I have so many great memories of June – hours spent pottering in the garden centre at Carr Lane, sniffing the scented candles and having coffee on the afternoons that Everton played at home. Shopping trips when she’d say “go on, buy it, you deserve it!” if I admired something. Her legendary cooking – the pick and mix lunches, the apple pies that everybody fought over, magic fizzy jelly made with lemonade, the “cow pie” produced especially for grandson Phil, the picnics she provided that were always so much better than anyone else’s. Holidays and days out and afternoon teas all made more fun just because she was there.

June was always so beautiful and so immaculately turned out – stylishly dressed and made up and one of the very few people I know who could wear top-to toe white out of doors and not get immediately covered in dirt and stains.

She didn’t go in for complaining or regrets. Although she told me recently she felt both annoyed and cheated by the fact that she wouldn’t get to see the final two Harry Potter films after following the series so devotedly.

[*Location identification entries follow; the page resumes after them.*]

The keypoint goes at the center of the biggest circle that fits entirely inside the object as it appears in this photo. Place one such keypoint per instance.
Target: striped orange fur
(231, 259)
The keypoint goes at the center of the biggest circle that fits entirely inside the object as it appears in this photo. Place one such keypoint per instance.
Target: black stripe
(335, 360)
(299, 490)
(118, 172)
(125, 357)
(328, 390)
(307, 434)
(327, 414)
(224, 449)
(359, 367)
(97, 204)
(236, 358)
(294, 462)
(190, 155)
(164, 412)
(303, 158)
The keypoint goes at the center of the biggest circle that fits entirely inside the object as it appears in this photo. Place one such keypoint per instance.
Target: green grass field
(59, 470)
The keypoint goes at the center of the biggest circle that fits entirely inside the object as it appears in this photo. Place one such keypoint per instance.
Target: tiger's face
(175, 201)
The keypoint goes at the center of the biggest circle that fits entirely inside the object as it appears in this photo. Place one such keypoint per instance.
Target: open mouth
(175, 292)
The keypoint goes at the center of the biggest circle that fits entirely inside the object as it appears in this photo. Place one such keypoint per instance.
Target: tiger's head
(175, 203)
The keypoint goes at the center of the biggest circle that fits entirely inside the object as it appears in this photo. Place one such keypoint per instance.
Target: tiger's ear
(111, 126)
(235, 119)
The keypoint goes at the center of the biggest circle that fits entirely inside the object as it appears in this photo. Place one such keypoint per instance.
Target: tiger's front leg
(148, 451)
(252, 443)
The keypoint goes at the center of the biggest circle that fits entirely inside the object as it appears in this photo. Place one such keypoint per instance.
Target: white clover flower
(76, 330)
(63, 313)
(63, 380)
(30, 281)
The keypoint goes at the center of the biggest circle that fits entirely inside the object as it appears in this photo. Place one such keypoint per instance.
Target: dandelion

June taught me so much over the years and one of the last things was that sometimes great courage can be shown just by putting on some lipstick and a smile for your visitors.

Thank you, June, for being my friend, for loving me and supporting me like a daughter and never being that stereotypical interfering mother in law.

And thank you Hilary, Janice and Phil for sharing your lovely mum with me and so generously."

This was the tribute I read out in church at June's funeral yesterday. I could have spoken for much longer..
I really don't know how I will manage without her.

Friday, September 10, 2010



Three generations - June, grandaughter Sian and great-grand-daughter Evie.

Wednesday, September 08, 2010



Today I lost my beloved mother in law and dearest friend, June. Phil lost his mum, the girls their Nanny. There are no words to express how much she was loved and how much we will miss her. Thank God she is at peace and all suffering has ended.